Jessica Burko has been an exhibiting artist since 1985 and has displayed work in solo and group shows throughout the United States. Burko is originally from Philadelphia and currently lives in Boston, Massachusetts. She holds a BFA in Fine Art Photography from Rhode Island School of Design, and an MFA in Imaging Arts and Science from Rochester Institute of Technology.
In addition to being a practicing artist, Burko is an independent curator with more than thirty exhibitions produced since 2000. Her professional background includes the position of Gallery Director at Stonehill College from 2000-06 and from 2007-14 she held the position of Executive Director of the artist collective Boston Handmade. Her work in the arts community allows her to foster and strengthen connections between working artrepreneurs. Burko supports artists in achieving their creative and professional goals through lectures, workshops, and partnerships with organizations such as The Arts and Business Council of Greater Boston, Mass MoCA’s Assets for Artists Program and the Danforth Museum’s Professional Artists Workshops.
Get a glimpse of the Jessica Burko at work through these journalistic photographs by Boston photographer Brad Romano. Click HERE to view the photo essay.
Burko’s artwork has been seen in venues including the Boston Convention & Exhibition Center, the Attleboro Arts Museum, the Danforth Museum, Samson Projects Gallery, and the Rochester Museum of Art (NH). Artwork by Jessica Burko has been published on the cover of Canadian writer Jenni Samprisi’s novel iswas and can also be seen on the set of Ben Affleck’s 2010 film The Town. Click HERE for a full CV.
The work begins in a traditional manner then embarks on a non-traditional journey. The result of this path is a change in how the photograph behaves in space, and how the viewer interacts with it. The image is no longer held behind glass, and begins to relate in a tactile way to those encountering it.
The original photographs in Jessica Burko’s mixed-media artwork are captured with a variety of 35mm and 120mm, positive and negative films. The images are digitized and printed with ink onto watercolor paper. The vintage photographs and ephemera are found in attics, basements, at yard sales and flea markets. The work is created by combining a variety of techniques including sewing, image transfers, and encaustic collage.
Encaustic is one of the world’s oldest and most archival art media. It is a combination of raw beeswax, damar resin and pigment. It is applied in molten form in layers, and fused at high heat. The word encaustic comes from Greek ‘enkaustikos’, which means 'to burn in,' referring to the process of fusing the medium. Encaustic has been used to ornament Greek ships, paint murals for ancient Roman homes, and was the medium of choice for the astonishingly life-like Egyptian mummy portraits, circa 200 BC. These portraits were painted from life on wooden panels and the state of preservation of these panels is a testament to encaustic’s durability.

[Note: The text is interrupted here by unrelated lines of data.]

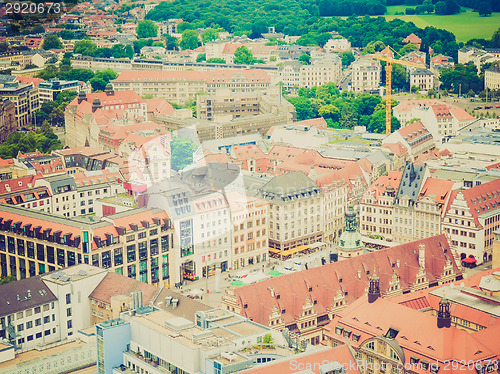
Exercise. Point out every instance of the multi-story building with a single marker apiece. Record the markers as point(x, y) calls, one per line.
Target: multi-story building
point(250, 230)
point(414, 138)
point(135, 243)
point(337, 45)
point(8, 120)
point(365, 75)
point(471, 219)
point(492, 78)
point(323, 292)
point(180, 86)
point(321, 72)
point(24, 96)
point(420, 204)
point(389, 337)
point(28, 313)
point(48, 91)
point(114, 294)
point(377, 206)
point(225, 105)
point(441, 119)
point(422, 78)
point(478, 56)
point(296, 211)
point(41, 310)
point(217, 341)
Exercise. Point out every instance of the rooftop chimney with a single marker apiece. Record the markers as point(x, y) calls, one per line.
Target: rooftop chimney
point(421, 256)
point(81, 97)
point(96, 104)
point(374, 288)
point(109, 90)
point(444, 315)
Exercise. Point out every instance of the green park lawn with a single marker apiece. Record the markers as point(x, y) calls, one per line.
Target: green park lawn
point(466, 25)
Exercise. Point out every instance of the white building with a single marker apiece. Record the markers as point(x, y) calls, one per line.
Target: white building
point(492, 78)
point(320, 73)
point(422, 78)
point(365, 75)
point(337, 45)
point(72, 288)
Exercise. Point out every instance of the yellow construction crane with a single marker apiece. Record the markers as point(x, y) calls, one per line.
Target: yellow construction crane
point(387, 55)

Basic ancient encaustic techniques remain the same while it has become a very popular 21st century medium. Encaustic can be polished to a high gloss, carved, scraped, layered, utilized in collage processes, textured, and beautifully facilitates image transfers. It cools immediately so that there is no drying time, and yet because it can be reheated, it can always be reworked. Encaustic is a very durable artists’ medium because beeswax is impervious to moisture; it will not deteriorate, it will not yellow, and it will not darken. Encaustic artwork does not have to be varnished or protected by glass.